Feramuz ERDİN
Güvenlik konularında duayen sayılan yabancı bir arkadaşımla, ilk kez geldiği İstanbul’da yoğun akşam trafiğinde ilerlemeye çalışırken, sağlı sollu siren çalarak vızır vızır geçen çakarlı araçlar çok dikkatini çekti.

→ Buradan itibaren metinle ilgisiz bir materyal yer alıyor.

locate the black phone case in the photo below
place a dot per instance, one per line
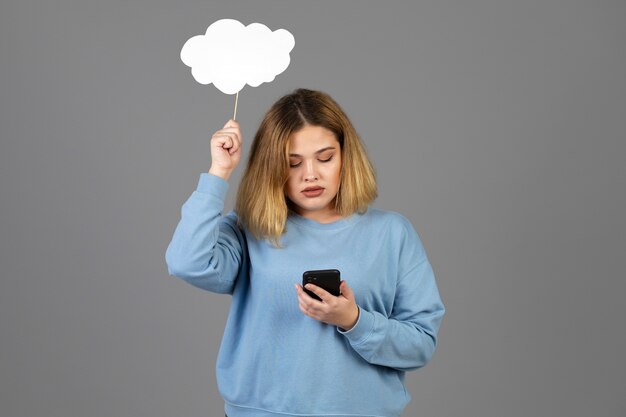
(328, 279)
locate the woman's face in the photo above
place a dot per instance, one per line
(314, 173)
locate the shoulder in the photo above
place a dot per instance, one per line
(391, 219)
(398, 229)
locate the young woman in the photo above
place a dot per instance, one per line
(303, 204)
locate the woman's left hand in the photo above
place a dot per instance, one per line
(340, 311)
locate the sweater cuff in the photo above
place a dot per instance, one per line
(213, 185)
(362, 329)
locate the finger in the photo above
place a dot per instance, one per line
(346, 291)
(320, 292)
(231, 123)
(224, 141)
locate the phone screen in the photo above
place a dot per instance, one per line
(328, 279)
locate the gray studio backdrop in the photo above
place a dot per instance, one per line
(497, 127)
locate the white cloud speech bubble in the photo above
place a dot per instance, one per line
(231, 55)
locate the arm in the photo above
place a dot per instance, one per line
(206, 249)
(406, 340)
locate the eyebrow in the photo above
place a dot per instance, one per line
(316, 153)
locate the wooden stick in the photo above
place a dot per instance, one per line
(236, 99)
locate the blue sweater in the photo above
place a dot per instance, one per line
(274, 361)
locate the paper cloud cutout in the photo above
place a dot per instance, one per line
(231, 55)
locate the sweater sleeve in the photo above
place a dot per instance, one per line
(206, 249)
(406, 340)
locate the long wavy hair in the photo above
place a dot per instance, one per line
(262, 205)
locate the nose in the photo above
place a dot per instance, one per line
(310, 173)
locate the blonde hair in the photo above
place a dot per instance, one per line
(262, 206)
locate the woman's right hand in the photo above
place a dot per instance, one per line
(225, 149)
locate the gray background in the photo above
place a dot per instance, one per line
(498, 127)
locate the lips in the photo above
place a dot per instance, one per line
(312, 191)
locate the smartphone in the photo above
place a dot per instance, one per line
(328, 279)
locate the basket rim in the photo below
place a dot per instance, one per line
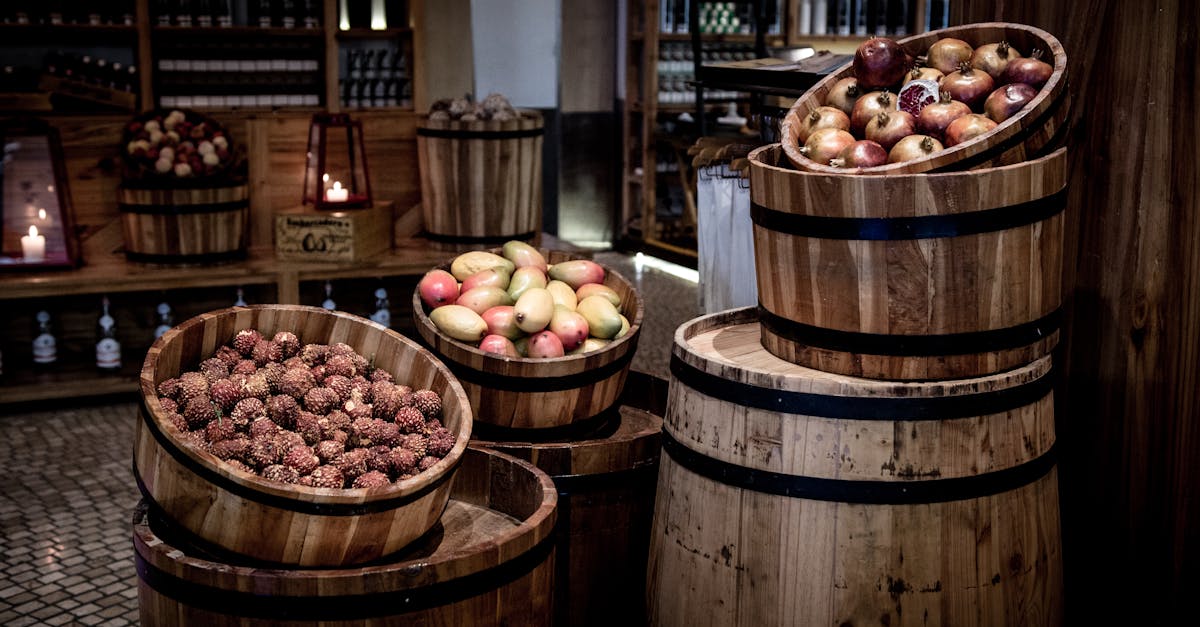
(301, 493)
(493, 360)
(1055, 87)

“Neden sivil polis araçları bu kadar lüks” diye sorduğu soruya “Onlar polis araçları değil, zenginlerin arabaları” diye cevap verince kafası biraz karıştı!
ÇAKARLI LÜKS ARAÇLAR
Hayati tehlikesi bulunsun ya da bulunmasın çakarlı araç kullanmanın zenginler arasında bir statü ve hatta moda olduğunu öğrendiğinde daha da şaşırdı. Kullanılan mavi -kırmızı ışıkları kastederek, “Zengin bir insan neden kendine polis süsü vermek ister ki?” diye bir soru daha sordu. Kendisine, bu kişilerin hakkında koruma kararı olduğunu; o sebeple trafikte beklemelerinin can güvenliği riski doğurabileceği savıyla trafikte geçiş üstünlüğü sağlamak amacıyla bu ışıkları kullandıklarını söylediğimde üzerine sorduğu soru beni de zor durumda bıraktı:
“BU KADAR ÇOK İŞ İNSANININ HAYATI TEHLİKEDEYSE, DEVLET NE YAPIYOR O ZAMAN?”
Bir ülkenin idari sınırları içinde kamu düzenini ve asayişi, yani can ve mal güvenliğini sağlamak; Anayasa ile belirlenmiş hakların özgürce kullanılmasını sağlamak o devletin asli görevidir. Görevi sebebiyle can güvenliği riski bulunan devlet insanları ile devlet çalışanları oluşturulan özel bir bütçe ile ayrıca korunur. Ancak halkın temel güvenlik ihtiyacının en azami seviyede sağlanması bir devletin varlık sebebidir.
Ordu, istihbarat, genel ve özel kolluk ile acil müdahale birimleri nihayetinde genel güvenliğin sağlanması için kurulmuş birimlerdir.
Özellikle iş dünyasında faaliyet gösteren bu kadar çok sayıda fert ve aile bireylerinin can güvenliği riski taşıyor olması, yabancı yatırımcılar için olumsuz bir göstergedir. Konunun uzmanları açısından, o ülkede yüksek bir terör ve organize suç riski olduğunu gösterir.
BAZEN AYRICALIK DA BİR RİSKTİR
Dünya standartlarında trafikte geçiş üstünlüğü, acil durum müdahale araçlarına ve üst düzey koruma sağlanan devlet insanlarına sağlanan bir yetkidir. Bu statüdeki araçların mavi -kırmızı uyarı lambaları ve sirenleri çalıştığında trafikte geçiş üstünlüğü hakkını kullandıkları anlaşılır.
Dünyada geçerli bir güvenlik uygulaması olarak, vatandaşların / çalışanların asker ve polislerin yoğunlukta bulunduğu yerlerden, onların oluşturduğu konvoylardan uzak durması salık verilir. Çünkü kazayla, onlara karşı yapılabilecek bir saldırının hedefi olmak mümkündür. İşin doğası gereği, kolluk birimleri sivillerden daha çok hedeftir.
Çakarlı araçların sivil kolluk araçlarından ayırt edilememeleri nedeniyle terör saldırılarının hedefi olma ihtimali bu durumda, daha yüksek bir hale gelmektedir. Bunun yanında, lüks ve çakarlı bir araçtaki kişiye yapılacak bir saldırı, saldırıya uğrayanın kim olduğundan bağımsız olarak, mevcut statüsü gereğince, herhangi bir kalabalığa yapılacak olan saldırıdan daha fazla etki yaratabilir.